Say their names: Resurgence in the collective attention toward Black victims of fatal police violence following the death of George Floyd.

The murder of George Floyd by police in May 2020 sparked international protests and brought unparalleled levels of attention to the Black Lives Matter movement. As we show, his death set record levels of activity and amplification on Twitter, prompted the saddest day in the platform's history, and caused his name to appear among the ten most frequently used phrases in a day, where he is the only individual to have ever received that level of attention who was not known to the public earlier that same week. Importantly, we find that the Black Lives Matter movement's rhetorical strategy to connect and repeat the names of past Black victims of police violence-foregrounding racial injustice as an ongoing pattern rather than a singular event-was exceptionally effective following George Floyd's death: attention given to him extended to over 185 prior Black victims, more than other past moments in the movement's history.
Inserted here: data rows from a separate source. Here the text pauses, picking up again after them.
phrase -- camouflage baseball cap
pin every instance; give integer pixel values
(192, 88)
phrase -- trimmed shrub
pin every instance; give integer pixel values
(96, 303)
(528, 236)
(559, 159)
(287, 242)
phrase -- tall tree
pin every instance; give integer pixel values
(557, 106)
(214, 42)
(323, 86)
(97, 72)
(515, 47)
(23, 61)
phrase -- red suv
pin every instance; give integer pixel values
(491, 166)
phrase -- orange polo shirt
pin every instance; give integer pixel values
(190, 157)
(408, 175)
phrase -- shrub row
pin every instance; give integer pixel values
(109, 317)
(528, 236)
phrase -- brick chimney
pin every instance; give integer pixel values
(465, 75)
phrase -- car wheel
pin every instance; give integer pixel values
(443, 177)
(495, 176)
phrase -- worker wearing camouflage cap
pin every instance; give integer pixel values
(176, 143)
We contextualize this rising tide of attention among 12 years of racial justice activism on Twitter, demonstrating how activists and allies have used attention and amplification as a recurring tactic to lift and memorialize the names of Black victims of police violence. Our results show how the Black Lives Matter movement uses social media to center past instances of police violence at an unprecedented scale and speed, while still advancing the racial justice movement's longstanding goal to "say their names."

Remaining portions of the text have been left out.